Opfer sagte: „Ich fühlte mich wie ein Stein“
Eine Ärztin, die am fraglichen Tag Vertretung auf der Station gemacht hatte, konnte sich am Freitag im Zeugenstand an so wenig erinnern, dass sie gebeten wurde, sich gründlicher schlau zu machen und am Freitag, 5. September, wiederzukommen. Mehr war von einer Polizistin zu erfahren, die wie auch andere Beamte damals in der LVR-Klinik im Einsatz war. Die aus Asien stammende Patientin, die gebrochen Englisch gesprochen habe, sei eingeschüchtert und verängstigt gewesen, berichtet die Polizistin. Die Frau habe leise gesprochen, ihr Gesicht zeitweilig mit den Händen bedeckt und geweint. Man habe sie zur gynäkologischen Untersuchung gebracht.
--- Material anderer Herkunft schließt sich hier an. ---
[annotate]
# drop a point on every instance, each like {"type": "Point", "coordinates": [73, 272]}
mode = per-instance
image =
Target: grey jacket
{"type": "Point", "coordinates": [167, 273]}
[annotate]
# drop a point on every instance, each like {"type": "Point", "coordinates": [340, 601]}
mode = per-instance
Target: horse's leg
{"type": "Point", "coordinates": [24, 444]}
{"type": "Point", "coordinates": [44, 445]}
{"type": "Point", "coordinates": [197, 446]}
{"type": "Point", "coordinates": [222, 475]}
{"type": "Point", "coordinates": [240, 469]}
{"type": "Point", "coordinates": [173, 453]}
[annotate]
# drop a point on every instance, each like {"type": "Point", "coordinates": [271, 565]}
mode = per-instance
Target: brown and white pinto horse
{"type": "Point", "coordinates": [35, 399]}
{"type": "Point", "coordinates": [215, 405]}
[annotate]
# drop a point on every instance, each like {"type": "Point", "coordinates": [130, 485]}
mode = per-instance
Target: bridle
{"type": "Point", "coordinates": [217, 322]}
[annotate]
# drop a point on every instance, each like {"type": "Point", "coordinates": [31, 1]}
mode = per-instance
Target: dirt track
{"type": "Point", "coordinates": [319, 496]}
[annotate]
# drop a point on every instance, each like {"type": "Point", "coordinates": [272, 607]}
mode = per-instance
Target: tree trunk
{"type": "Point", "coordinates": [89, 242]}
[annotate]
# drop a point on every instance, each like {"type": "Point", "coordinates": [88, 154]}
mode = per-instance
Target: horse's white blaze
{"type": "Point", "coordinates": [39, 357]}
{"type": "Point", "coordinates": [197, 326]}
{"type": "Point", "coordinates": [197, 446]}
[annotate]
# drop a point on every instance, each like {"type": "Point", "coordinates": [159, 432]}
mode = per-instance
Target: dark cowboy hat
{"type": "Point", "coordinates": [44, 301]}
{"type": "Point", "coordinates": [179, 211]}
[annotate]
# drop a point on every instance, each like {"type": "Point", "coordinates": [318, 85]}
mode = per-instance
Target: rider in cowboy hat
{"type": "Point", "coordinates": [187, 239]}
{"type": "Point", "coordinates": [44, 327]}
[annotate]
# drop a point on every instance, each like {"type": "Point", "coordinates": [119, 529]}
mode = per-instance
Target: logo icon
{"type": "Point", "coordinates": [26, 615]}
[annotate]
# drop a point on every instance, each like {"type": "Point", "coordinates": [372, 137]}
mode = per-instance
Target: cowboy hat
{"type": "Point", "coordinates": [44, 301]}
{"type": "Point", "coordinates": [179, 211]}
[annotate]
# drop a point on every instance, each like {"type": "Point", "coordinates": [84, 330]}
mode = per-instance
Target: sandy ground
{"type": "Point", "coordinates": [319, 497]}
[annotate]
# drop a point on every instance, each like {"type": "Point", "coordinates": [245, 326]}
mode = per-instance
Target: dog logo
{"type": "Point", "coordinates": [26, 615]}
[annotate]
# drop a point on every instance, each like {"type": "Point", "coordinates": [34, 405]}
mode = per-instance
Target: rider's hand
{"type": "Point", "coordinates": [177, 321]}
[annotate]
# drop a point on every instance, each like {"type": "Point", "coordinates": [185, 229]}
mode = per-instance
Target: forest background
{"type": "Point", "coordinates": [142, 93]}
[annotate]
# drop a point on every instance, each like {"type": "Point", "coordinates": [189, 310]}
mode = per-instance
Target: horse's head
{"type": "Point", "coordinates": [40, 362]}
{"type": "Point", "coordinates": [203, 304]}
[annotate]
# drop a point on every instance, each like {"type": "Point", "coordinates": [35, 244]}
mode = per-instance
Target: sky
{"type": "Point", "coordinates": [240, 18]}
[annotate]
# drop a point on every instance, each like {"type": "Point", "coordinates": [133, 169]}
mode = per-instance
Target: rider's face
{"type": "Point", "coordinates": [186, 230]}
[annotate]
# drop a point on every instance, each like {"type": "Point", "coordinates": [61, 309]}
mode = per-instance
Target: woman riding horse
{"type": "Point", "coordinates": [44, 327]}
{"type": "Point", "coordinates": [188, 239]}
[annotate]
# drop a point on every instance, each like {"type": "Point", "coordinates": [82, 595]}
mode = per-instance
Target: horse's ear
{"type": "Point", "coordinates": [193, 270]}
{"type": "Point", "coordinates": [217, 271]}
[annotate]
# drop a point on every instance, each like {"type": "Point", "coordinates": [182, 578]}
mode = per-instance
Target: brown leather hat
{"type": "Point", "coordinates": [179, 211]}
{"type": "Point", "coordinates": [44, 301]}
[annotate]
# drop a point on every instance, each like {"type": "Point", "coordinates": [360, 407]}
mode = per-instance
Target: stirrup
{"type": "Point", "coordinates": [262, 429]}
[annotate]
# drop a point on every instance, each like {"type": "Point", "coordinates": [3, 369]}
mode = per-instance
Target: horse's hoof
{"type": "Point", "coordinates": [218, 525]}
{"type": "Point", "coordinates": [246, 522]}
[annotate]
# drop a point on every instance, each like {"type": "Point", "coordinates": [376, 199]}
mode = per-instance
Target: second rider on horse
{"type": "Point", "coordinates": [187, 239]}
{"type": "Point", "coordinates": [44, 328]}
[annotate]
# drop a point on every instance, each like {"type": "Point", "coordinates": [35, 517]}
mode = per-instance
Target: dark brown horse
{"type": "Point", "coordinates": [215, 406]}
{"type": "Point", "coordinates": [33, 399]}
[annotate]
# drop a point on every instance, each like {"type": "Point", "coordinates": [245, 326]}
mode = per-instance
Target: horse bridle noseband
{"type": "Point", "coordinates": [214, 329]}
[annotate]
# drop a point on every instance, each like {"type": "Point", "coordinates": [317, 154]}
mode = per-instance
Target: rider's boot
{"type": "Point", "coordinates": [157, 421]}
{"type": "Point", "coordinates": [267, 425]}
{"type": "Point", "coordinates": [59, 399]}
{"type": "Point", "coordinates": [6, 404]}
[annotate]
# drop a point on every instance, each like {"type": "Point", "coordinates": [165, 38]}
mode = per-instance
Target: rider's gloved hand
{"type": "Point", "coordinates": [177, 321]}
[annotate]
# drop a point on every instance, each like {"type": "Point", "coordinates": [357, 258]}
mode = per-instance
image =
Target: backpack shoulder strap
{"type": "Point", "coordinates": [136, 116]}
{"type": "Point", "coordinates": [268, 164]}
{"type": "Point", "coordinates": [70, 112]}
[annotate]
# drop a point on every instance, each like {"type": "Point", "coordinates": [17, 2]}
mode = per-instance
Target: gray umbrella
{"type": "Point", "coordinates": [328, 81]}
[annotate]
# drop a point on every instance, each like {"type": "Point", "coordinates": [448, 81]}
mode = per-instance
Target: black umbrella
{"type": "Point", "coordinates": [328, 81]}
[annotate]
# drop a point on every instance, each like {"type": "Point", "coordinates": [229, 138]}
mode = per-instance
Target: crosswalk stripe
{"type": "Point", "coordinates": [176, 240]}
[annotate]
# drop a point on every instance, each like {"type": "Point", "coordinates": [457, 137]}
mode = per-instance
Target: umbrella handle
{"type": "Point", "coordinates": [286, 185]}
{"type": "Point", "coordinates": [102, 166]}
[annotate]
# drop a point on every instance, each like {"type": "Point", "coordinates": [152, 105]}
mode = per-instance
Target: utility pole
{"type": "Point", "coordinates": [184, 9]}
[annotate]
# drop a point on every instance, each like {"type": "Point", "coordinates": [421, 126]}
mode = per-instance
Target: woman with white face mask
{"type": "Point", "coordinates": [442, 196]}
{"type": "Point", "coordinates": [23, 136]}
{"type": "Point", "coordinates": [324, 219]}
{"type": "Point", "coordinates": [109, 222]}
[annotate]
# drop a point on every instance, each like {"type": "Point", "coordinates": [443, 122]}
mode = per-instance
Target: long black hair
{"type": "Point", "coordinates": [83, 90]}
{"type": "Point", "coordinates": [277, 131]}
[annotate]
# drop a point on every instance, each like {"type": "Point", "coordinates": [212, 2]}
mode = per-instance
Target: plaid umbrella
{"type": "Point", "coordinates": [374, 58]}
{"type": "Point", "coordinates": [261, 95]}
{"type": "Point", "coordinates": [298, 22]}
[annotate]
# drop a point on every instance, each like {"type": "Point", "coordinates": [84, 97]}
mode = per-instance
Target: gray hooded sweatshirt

Als die Patientin erfahren habe, dass einer der Tatverdächtigen HIV-positiv war, sei ihre Stimmung „gekippt“. Sie sei so aufgebracht gewesen, dass sie habe fixiert werden müssen, um sie zur Station zurückzubringen. Auch einen der Angeklagten bekam die Beamtin zu Gesicht, den jüngeren. Der habe „sehr gewollt, dass die Wahrheit herauskommt“, und beteuert, es sei „nichts passiert“. Und es sei ihm ein „großes Anliegen“ gewesen, auf der Station bleiben zu können. Eine andere Polizistin, die ebenfalls vor Ort gewesen war, zitierte ihn im Zeugenstand mit den Worten, er würde „so etwas nie tun“. Die verängstigte Frau habe bei ihrer Vernehmung „He fucked me“ geäußert und gesagt: „I felt like a stone“ – „Ich fühlte mich wie ein Stein.“
Der Prozess wird am 25. August fortgesetzt.